In that sense, they still only have partial vision. They still can’t see Jesus clearly. In fact, in terms of Mark’s Gospel, the first person to truly see Jesus clearly with perfect vision as to who he is, turns out to be the Roman soldier supervising his crucifixion: ‘Truly this man was the Son of God!’ (15:39)

Our application this morning flows straight from the passage, from the points we’ve been looking at already. How is your vision? Not so much your physical eyesight, but your spiritual eyesight? Are you seeing Jesus for who he truly is?

You may be spiritually blind - you come along but don’t really get what’s happening; don’t really see Jesus at all.
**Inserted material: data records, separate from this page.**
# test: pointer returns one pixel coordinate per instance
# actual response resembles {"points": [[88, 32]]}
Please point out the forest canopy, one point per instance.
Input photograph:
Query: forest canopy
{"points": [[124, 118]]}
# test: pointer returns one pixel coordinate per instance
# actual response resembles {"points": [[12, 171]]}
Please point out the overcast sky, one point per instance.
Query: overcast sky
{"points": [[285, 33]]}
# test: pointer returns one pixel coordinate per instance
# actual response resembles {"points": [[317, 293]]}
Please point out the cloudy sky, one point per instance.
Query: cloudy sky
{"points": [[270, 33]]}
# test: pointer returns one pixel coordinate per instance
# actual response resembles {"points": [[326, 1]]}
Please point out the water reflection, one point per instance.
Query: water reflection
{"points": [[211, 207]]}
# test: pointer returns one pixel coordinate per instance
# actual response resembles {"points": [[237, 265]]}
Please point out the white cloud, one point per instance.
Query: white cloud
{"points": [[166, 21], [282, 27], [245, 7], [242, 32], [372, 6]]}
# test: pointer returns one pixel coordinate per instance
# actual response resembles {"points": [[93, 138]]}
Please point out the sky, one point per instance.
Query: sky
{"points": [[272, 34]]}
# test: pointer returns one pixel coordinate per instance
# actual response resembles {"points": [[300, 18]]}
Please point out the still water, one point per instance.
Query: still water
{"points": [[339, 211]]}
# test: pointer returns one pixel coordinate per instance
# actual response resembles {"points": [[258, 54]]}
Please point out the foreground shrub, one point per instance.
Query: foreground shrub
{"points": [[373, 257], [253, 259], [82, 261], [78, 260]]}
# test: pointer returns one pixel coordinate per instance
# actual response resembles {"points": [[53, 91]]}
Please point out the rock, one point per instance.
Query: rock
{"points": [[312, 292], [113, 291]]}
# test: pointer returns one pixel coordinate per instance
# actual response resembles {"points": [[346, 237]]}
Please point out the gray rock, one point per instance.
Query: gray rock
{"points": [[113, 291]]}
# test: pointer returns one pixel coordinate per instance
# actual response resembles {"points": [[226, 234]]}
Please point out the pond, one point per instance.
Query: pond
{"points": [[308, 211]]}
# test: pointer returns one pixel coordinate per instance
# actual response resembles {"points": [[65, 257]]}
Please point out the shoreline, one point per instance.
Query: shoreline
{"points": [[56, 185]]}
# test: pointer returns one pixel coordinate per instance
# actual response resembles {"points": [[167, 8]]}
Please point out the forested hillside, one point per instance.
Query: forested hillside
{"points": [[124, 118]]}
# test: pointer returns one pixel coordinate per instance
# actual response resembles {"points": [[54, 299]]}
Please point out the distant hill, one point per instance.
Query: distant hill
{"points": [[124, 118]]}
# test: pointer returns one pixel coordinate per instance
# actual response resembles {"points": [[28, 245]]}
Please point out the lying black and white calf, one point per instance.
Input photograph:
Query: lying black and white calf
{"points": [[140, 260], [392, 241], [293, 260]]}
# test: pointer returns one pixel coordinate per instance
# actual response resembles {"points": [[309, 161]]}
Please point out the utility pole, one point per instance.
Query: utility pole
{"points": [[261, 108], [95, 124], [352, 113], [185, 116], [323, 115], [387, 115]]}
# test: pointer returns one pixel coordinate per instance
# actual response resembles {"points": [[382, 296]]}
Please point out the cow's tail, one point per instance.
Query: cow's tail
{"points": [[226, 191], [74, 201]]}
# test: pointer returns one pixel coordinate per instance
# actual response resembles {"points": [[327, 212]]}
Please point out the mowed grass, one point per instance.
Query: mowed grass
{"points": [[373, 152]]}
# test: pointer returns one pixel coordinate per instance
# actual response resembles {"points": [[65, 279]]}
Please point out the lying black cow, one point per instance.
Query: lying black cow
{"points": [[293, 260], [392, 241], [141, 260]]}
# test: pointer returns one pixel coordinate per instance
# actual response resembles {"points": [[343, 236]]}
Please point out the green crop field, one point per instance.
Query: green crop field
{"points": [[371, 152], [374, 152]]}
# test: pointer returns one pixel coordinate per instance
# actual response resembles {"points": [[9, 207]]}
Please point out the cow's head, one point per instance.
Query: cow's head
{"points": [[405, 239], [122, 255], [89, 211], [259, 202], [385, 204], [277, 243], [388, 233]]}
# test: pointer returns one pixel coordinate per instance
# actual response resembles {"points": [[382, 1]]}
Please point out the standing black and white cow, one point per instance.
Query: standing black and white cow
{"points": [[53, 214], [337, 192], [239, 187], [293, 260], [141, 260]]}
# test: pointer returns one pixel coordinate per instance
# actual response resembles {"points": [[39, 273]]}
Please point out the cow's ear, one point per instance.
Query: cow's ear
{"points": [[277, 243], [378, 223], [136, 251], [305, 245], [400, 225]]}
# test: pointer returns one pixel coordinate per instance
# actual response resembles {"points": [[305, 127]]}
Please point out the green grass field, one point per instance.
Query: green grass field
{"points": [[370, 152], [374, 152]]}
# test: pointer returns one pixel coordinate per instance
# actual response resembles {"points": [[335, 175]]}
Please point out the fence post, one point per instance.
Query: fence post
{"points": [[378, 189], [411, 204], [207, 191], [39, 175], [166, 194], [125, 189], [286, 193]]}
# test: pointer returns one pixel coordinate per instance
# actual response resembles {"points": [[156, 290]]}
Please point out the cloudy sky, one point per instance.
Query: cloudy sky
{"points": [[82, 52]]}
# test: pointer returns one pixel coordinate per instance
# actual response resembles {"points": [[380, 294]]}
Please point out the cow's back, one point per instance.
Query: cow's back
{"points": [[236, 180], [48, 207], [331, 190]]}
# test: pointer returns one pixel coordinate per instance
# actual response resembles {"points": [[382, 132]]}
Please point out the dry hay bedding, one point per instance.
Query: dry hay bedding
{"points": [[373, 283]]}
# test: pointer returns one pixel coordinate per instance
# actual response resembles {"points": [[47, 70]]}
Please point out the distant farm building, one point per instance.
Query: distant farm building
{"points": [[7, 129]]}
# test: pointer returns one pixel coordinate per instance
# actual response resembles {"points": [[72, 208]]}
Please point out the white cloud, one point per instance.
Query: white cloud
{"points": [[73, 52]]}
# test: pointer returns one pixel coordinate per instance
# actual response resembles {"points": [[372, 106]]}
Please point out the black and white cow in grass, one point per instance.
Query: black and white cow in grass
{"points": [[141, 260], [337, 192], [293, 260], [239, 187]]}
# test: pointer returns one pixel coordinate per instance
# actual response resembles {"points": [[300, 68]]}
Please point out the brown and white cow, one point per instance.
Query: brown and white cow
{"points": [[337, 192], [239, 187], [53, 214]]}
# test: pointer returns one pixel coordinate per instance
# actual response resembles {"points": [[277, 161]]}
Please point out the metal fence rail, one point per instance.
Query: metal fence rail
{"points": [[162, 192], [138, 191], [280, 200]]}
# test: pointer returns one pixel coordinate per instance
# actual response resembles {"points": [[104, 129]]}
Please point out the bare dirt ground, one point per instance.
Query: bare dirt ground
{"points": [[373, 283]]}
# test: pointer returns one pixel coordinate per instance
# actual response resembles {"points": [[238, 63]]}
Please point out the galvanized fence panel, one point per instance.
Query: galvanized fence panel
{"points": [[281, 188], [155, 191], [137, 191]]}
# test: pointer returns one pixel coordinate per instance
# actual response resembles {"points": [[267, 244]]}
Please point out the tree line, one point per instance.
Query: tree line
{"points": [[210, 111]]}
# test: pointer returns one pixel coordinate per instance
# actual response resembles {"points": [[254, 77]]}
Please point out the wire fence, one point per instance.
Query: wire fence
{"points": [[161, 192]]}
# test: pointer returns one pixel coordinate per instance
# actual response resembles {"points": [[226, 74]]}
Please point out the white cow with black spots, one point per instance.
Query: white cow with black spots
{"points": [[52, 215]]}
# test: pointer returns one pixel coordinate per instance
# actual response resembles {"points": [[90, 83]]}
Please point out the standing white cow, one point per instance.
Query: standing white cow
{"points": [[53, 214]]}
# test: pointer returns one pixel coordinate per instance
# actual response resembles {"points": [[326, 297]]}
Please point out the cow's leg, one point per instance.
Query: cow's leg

You’re in the right place. Jesus is in the business of opening blind eyes. Or perhaps a friend of yours is spiritually blind - you can bring them to Jesus for him to open their eyes.

Or perhaps you have partial vision. You know about Jesus, have heard about him over many years, but you still aren’t seeing him clearly. You’ll accept that he is a good man, a prophet perhaps. You’re facing the right direction - stick with Jesus. Pray that he will open your eyes, as you continue to come to church, explore, ask questions, read your Bible. We can take heart that the disciples lived and travelled around with Jesus, watched all that he did, and yet still didn’t grasp it straight away. But they did, eventually - after the resurrection.

Our prayer is that you will come to have perfect vision, to see Jesus as the Christ, the Son of God who came from heaven to rescue you, dying in your place for your sins, who offers you pardon and life and hope. Yet even when we come to faith, we still need to have a regular eye test - to check on our vision. Are you seeing Jesus clearly? ‘Who do you say that I am?’

This sermon was preached in St Elizabeth's Church, Dundonald on Sunday 13th June 2010.